Memory Hierarchy

In a perfect world, a computer would have a processor and a very large amount of very fast memory, as fast as the processor. But the problem is, high performance parts are ungodly expensive and nobody can afford a computer unless compromises are made. Cue the memory hierarchy, which is different "levels" of memory that have different performance rates, but all serve a specific purpose. A lot of research lately has been done to reduce the amount of levels or make accessing the slower one less painful.

Memory can be generalized into five hierarchies based upon intended use and speed. If what the processor needs isn't in one level, it moves on to the next, to look for what it needs. The first three hierarchies, registers, cache, and main memory, are currently volatile memory. This means once the power is cut from them, they lose their data. The last two are not volatile and are considered "permanent storage".


Typical access time: One clock cycle.

Registers are typically Static RAM in the processor that hold a data word, which on modern processors is typically 64 or 128 bits. The most important register, found in all processors, is the program counter. This tells where the next instruction is at. Most processors have a status word register which is used for decision making (notably MIPS processors don't have one) and the accumulator, which is used to store the result of a math operation. Complex instruction set computers usually have around a dozen or so registers since they're geared more for accessing main memory. Reduced instruction set computers have a lot more registers.


Typical access time: Tens to hundreds of clock cycles.

Cache is also usually found within the processor, but occasionally it may be another chip. Divided into levels, cache holds frequently used chunks of data from main memory. The more times that piece of data is used, its latency when accessing it approaches cache speed. Single core processors rarely have more than two levels of cache. Modern multi-core processors will have three, two levels for each core, one level that's shared.

Main Memory

Typical access time: Hundreds of clock cycles.
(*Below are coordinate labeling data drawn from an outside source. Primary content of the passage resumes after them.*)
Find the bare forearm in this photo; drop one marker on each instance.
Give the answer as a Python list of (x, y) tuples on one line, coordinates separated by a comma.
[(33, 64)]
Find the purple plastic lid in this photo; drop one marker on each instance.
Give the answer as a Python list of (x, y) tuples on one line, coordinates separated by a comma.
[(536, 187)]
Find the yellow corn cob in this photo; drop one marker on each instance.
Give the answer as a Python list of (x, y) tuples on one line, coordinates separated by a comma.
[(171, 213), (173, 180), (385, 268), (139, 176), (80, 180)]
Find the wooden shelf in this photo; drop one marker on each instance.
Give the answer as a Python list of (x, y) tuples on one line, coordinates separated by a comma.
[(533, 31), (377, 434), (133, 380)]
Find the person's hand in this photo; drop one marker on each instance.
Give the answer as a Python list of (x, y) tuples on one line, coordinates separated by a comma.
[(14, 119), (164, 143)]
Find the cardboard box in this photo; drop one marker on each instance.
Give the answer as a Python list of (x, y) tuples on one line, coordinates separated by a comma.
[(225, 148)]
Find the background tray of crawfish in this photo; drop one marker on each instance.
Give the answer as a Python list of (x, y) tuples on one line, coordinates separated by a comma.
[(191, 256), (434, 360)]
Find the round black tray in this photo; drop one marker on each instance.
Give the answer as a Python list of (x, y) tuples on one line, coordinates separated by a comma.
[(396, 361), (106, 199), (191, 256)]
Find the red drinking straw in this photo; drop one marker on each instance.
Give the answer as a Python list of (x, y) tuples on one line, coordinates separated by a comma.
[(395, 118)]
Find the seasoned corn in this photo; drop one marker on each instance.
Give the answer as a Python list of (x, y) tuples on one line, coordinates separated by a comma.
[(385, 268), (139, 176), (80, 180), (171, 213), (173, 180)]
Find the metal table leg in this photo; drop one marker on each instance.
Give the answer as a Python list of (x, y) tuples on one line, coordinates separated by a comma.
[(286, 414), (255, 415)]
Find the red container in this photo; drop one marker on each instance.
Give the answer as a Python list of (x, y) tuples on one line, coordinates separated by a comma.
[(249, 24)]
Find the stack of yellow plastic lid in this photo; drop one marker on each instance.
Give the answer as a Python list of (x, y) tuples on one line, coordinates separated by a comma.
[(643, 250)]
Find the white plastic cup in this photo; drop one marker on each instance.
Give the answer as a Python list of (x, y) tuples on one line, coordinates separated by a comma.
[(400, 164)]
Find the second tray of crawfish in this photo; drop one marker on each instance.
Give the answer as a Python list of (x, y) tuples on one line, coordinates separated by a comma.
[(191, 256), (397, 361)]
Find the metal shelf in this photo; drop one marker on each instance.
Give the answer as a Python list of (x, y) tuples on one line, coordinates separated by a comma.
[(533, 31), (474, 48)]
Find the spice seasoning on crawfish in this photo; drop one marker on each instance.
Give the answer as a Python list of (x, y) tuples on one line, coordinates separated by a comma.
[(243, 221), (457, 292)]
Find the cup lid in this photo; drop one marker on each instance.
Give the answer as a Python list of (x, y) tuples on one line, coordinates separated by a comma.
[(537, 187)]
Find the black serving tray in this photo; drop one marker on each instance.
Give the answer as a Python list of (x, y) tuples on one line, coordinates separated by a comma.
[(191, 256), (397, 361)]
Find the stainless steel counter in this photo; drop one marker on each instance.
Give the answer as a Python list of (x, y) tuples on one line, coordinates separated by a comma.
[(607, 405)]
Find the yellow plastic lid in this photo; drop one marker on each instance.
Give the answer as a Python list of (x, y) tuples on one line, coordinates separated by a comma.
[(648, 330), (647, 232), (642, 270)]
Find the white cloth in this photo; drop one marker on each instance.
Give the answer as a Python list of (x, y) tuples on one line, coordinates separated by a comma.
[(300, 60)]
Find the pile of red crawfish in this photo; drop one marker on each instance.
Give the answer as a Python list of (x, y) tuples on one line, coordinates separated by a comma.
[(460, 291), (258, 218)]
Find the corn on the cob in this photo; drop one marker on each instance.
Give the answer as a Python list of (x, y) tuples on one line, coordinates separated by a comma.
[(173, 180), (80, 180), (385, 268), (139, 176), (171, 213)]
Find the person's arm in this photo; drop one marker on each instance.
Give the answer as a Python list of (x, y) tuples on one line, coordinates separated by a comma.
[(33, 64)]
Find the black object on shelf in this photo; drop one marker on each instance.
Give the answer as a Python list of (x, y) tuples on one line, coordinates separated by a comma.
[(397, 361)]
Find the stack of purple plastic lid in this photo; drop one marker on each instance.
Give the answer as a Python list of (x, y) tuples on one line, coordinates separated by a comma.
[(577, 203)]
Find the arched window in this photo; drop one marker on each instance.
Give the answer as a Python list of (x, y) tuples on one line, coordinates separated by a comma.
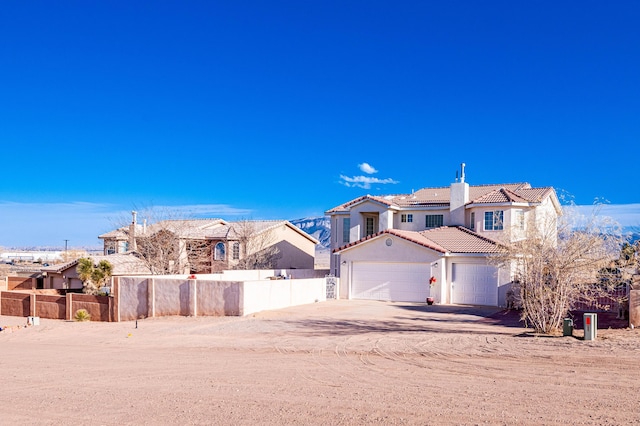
[(219, 251)]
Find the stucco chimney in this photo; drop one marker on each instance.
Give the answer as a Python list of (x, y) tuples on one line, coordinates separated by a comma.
[(459, 198), (132, 231)]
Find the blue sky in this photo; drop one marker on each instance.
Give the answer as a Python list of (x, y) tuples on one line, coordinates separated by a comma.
[(284, 109)]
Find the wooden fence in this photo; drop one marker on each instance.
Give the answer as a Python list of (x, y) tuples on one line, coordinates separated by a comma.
[(55, 306)]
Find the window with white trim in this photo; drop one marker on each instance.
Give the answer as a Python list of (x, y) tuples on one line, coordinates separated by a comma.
[(434, 220), (219, 252), (494, 220), (406, 218), (369, 226), (346, 229), (520, 219)]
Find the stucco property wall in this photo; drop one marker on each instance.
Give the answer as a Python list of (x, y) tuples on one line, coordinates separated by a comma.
[(277, 294), (139, 297)]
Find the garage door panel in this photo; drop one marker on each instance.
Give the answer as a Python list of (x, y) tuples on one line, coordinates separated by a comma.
[(474, 284), (402, 282)]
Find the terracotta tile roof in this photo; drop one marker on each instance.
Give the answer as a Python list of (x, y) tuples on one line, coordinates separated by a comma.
[(458, 239), (123, 264), (441, 196), (502, 195), (445, 239)]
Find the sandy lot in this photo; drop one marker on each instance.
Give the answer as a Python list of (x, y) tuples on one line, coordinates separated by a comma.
[(333, 363)]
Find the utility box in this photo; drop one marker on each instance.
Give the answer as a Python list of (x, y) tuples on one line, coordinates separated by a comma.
[(590, 326), (567, 327)]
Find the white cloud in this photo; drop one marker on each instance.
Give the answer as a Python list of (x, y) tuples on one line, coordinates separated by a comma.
[(367, 168), (364, 181), (80, 223), (624, 214)]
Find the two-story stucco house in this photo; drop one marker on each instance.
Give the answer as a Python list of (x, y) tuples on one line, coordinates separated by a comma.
[(221, 244), (434, 242)]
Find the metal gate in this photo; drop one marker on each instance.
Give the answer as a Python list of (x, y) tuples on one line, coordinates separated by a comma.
[(331, 283)]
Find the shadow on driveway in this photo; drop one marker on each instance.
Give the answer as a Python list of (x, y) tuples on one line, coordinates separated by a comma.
[(486, 314)]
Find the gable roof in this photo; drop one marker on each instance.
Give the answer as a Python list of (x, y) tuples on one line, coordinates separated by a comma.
[(441, 196), (229, 231), (123, 264), (445, 239), (203, 229)]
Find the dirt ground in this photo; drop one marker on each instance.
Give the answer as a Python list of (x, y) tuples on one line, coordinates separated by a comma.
[(333, 363)]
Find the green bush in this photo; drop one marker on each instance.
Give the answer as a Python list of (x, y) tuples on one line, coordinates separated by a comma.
[(82, 315)]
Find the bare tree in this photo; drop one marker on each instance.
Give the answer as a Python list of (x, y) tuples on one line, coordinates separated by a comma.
[(560, 263), (93, 276), (256, 241)]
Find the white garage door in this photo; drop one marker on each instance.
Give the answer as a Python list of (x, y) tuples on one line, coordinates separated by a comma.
[(400, 282), (474, 285)]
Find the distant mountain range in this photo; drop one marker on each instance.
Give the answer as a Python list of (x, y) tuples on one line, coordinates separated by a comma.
[(318, 227)]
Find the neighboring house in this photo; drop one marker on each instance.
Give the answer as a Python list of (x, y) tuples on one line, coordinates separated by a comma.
[(64, 275), (434, 242), (211, 245)]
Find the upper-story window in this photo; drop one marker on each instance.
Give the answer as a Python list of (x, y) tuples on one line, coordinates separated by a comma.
[(110, 248), (434, 220), (406, 218), (219, 252), (369, 226), (346, 229), (123, 246), (520, 219), (494, 220)]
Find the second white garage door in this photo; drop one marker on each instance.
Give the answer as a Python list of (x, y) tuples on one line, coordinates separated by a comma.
[(474, 285), (400, 282)]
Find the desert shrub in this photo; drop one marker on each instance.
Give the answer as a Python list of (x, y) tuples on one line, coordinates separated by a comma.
[(82, 315)]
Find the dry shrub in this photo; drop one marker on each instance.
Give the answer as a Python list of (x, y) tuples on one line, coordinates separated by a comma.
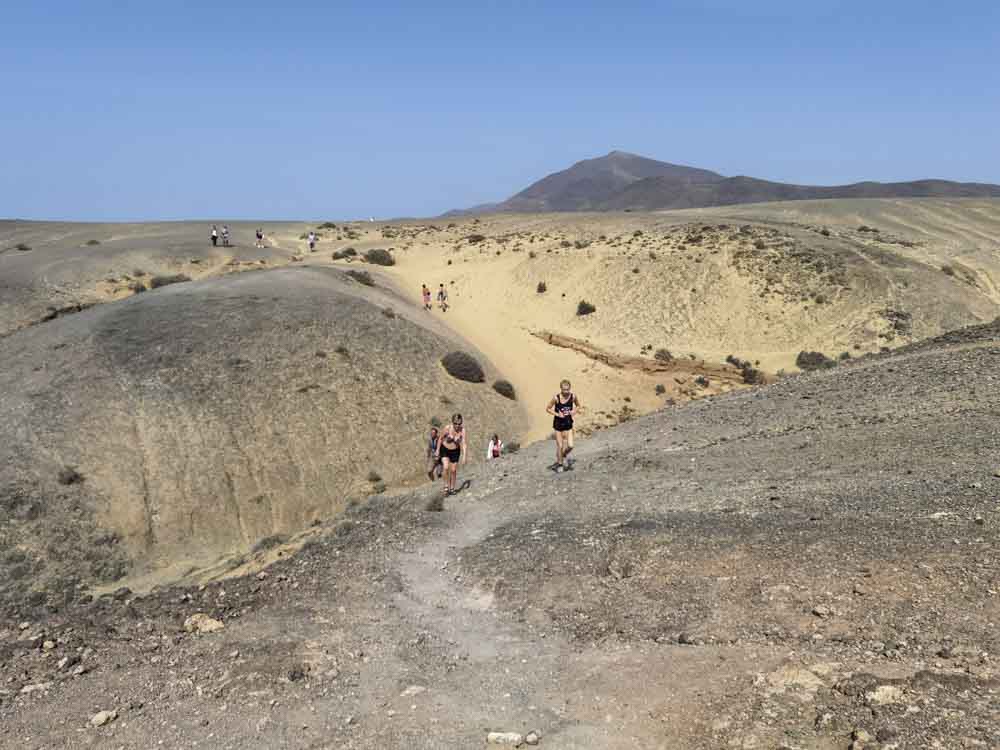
[(505, 389), (463, 367)]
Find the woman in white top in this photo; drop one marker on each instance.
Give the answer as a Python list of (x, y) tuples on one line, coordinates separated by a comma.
[(495, 448)]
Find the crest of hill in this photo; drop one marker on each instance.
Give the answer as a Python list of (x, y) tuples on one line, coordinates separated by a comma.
[(188, 423), (623, 181)]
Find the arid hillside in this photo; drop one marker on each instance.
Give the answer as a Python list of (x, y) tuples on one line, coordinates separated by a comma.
[(762, 283), (810, 565), (157, 434)]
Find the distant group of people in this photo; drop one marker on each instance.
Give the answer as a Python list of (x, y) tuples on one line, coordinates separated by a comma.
[(215, 235), (446, 447), (442, 297)]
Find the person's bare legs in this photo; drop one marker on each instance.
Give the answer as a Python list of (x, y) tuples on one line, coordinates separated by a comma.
[(446, 474)]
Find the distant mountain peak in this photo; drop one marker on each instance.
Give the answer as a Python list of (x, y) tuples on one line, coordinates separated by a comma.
[(621, 180)]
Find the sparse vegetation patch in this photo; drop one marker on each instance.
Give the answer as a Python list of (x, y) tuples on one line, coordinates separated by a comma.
[(809, 361), (362, 277), (463, 366), (380, 257), (158, 281)]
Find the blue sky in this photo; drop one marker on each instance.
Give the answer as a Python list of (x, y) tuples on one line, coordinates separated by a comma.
[(316, 110)]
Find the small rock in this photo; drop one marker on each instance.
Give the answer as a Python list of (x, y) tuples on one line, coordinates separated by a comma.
[(861, 735), (885, 695), (103, 717), (505, 738), (37, 687), (202, 623)]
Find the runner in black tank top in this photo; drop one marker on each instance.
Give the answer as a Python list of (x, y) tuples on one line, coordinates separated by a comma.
[(451, 449), (562, 407)]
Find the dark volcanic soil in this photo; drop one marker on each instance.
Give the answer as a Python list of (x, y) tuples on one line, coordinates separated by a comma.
[(808, 565)]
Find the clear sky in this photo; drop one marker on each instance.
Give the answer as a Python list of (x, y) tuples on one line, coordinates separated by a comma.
[(317, 110)]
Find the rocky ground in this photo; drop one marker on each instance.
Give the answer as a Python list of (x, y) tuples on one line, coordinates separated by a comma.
[(812, 564)]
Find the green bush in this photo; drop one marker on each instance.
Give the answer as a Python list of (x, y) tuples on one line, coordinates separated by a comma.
[(813, 361), (380, 257), (157, 281), (362, 277)]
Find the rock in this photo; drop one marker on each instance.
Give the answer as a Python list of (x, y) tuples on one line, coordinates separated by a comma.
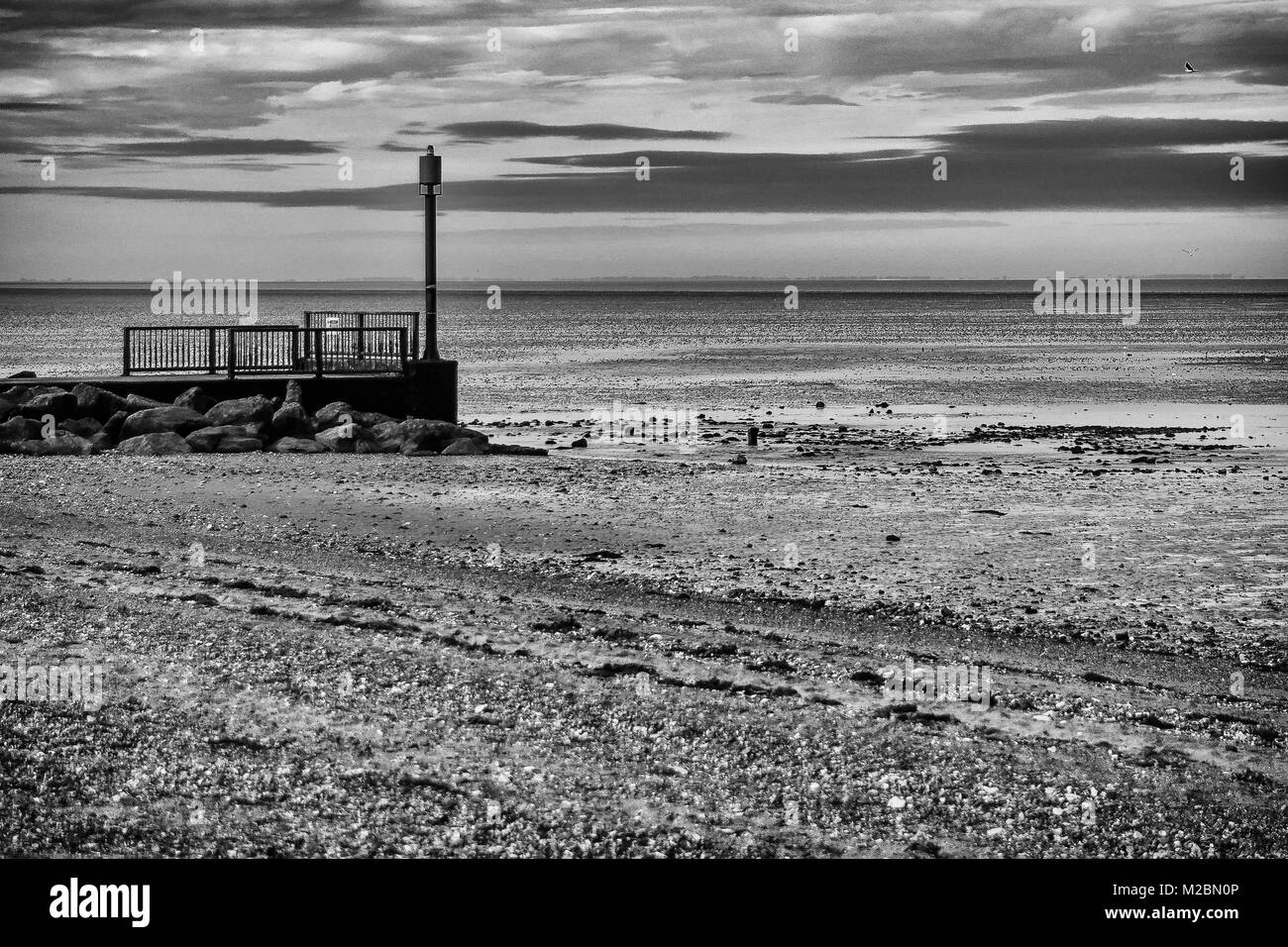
[(297, 445), (262, 431), (241, 411), (196, 398), (81, 427), (387, 431), (209, 438), (114, 425), (59, 445), (291, 420), (154, 445), (240, 445), (420, 434), (370, 419), (342, 441), (18, 429), (137, 402), (97, 402), (165, 419), (463, 446), (330, 415), (60, 406)]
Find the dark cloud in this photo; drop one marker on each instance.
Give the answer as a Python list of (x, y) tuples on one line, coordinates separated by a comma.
[(802, 99), (505, 131), (35, 107), (1093, 163)]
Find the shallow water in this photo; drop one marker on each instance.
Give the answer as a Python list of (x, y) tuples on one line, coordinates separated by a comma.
[(552, 351)]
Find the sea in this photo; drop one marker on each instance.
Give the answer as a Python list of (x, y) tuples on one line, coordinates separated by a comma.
[(918, 347)]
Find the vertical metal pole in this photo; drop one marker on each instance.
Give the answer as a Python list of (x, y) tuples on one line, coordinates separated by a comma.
[(430, 273)]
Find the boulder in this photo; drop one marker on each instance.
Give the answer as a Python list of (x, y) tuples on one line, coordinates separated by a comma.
[(330, 415), (154, 445), (241, 411), (297, 445), (97, 402), (194, 398), (81, 427), (60, 445), (370, 419), (239, 445), (60, 406), (18, 429), (386, 431), (102, 442), (114, 425), (464, 445), (209, 438), (420, 434), (137, 402), (335, 438), (291, 420), (167, 418)]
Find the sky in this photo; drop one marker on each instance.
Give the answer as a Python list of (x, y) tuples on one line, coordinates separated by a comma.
[(278, 140)]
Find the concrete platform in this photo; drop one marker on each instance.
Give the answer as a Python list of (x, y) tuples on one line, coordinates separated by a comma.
[(426, 390)]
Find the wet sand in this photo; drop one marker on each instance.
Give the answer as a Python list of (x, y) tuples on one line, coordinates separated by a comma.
[(386, 655)]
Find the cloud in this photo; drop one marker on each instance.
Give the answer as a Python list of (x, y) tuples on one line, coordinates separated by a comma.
[(601, 132), (802, 99), (1077, 163)]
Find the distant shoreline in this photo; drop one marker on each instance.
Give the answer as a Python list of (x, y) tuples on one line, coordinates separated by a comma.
[(893, 285)]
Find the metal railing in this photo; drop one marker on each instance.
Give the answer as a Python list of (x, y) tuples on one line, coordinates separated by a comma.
[(265, 350), (382, 318), (340, 351)]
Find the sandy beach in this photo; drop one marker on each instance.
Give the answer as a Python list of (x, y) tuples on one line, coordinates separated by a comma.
[(387, 655)]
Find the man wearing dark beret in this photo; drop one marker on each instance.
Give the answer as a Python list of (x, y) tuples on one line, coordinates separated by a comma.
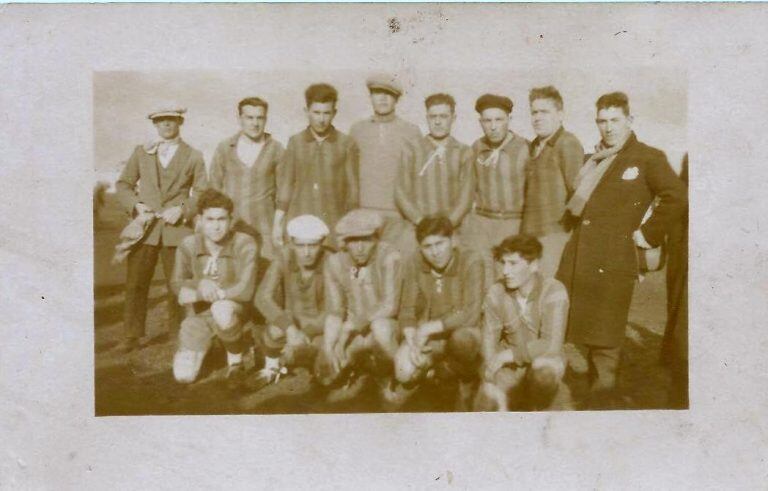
[(499, 159)]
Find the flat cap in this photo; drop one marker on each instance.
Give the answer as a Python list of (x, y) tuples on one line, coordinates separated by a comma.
[(167, 110), (385, 81), (358, 223), (492, 100), (307, 227)]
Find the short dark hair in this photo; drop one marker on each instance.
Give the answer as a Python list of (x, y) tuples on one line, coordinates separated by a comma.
[(211, 198), (440, 98), (614, 99), (527, 246), (252, 101), (321, 93), (434, 225), (548, 92)]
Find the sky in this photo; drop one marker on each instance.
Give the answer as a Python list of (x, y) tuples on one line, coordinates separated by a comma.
[(122, 100)]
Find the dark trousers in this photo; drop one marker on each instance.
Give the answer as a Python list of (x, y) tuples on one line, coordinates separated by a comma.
[(141, 268)]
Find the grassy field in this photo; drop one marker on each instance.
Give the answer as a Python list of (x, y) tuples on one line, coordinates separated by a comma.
[(142, 383)]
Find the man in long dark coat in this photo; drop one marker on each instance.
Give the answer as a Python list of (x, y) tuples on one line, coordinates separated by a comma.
[(613, 191)]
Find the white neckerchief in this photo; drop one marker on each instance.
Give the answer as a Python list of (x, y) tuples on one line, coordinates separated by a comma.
[(437, 155), (493, 158), (248, 150), (164, 149), (211, 268)]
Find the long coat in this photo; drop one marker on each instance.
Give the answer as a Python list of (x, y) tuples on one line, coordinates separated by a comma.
[(599, 266), (161, 188)]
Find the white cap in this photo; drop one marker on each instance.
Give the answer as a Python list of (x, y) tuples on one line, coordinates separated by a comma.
[(307, 227)]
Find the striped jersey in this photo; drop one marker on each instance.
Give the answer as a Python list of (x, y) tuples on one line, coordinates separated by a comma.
[(435, 180), (500, 185)]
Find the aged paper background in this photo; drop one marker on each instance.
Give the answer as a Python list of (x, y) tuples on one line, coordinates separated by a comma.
[(50, 438)]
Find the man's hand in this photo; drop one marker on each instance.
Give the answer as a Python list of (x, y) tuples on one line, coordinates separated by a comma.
[(142, 209), (277, 228), (409, 333), (187, 295), (208, 290), (497, 361), (640, 241), (295, 336), (171, 215), (427, 330)]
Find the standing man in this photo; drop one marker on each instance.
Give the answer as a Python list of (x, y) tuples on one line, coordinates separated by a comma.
[(381, 139), (247, 167), (291, 297), (214, 277), (362, 293), (613, 191), (440, 309), (436, 175), (500, 157), (524, 322), (166, 171), (555, 159), (321, 163)]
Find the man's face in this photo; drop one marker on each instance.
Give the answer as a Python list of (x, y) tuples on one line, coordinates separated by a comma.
[(320, 115), (307, 252), (495, 123), (216, 223), (614, 125), (517, 271), (253, 121), (383, 102), (546, 118), (437, 251), (440, 119), (361, 248), (167, 127)]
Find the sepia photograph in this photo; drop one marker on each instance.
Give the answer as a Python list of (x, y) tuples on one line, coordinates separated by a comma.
[(314, 242), (383, 246)]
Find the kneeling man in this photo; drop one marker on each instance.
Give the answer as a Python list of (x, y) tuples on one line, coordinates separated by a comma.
[(214, 277), (440, 309), (291, 298), (525, 317), (362, 289)]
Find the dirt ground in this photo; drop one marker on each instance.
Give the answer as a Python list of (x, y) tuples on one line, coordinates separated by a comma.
[(142, 382)]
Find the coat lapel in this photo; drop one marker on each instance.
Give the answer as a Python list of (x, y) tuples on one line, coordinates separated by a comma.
[(176, 165), (149, 170)]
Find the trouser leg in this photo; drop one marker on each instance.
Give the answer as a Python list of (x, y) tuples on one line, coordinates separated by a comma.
[(175, 313), (553, 245), (141, 267), (227, 318), (195, 335), (603, 367)]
Most commonly called RAM. Main memory is relatively fast and holds most of the data and instructions that are needed by currently running programs. This used to be a precious resource up until the mid to late 2000s. Today, memory is so plentiful that modern-day operating systems will use unused portions of main memory to store the core parts of programs that are used a lot (which is also called caching) so that when opening that program, it appears to load a lot faster.

Secondary Memory

Typical access time: Millions of clock cycles.

Secondary memory is where data can be permanently stored, usually a hard disk drive (HDD) or solid state disk (SSD). The unfortunate thing is that secondary memory has a huge gap of latency, and there's a lot of work done to close this. Aside from bandwidth performance (2GB/s vs. 25.6GB/s on DDR3-1600 RAM), latency is still a bit of an issue (~100,000ns versus 10ns).

Removable memory

Typical access time: Tens of millions of clock cycles

Data that's intended to move around resides on removable memory. Examples include floppy disks, CDs and DVDs, and USB thumb disks. The biggest drawback of course is that they're horrendously slow. However, external hard drives can retain near native speeds with eSATA or USB3.0.


A way to comprehend all of this more easily is to pretend you have an open notes physics exam. You also decided to bring a cheat sheet.

  • A register would hold the current formula you're using right now. You'll promptly toss this out of your head when you're done. note 
  • Cache would be holding the formulas you memorized. Occasionally you'll have a brain fart. note 
  • Main memory is the cheat sheet you have. It holds all the pertinent information you could use. But you might forget something minor or you're not quite sure how it worked... note 
  • Secondary memory is your notes. This may have a condensed version of what's in your book, sort of like how installing a program doesn't exactly copy everything to the hard drive.note 
  • Removable memory would be your books. Since you couldn't take your books, you could lack the necessary "program" to solve your problem.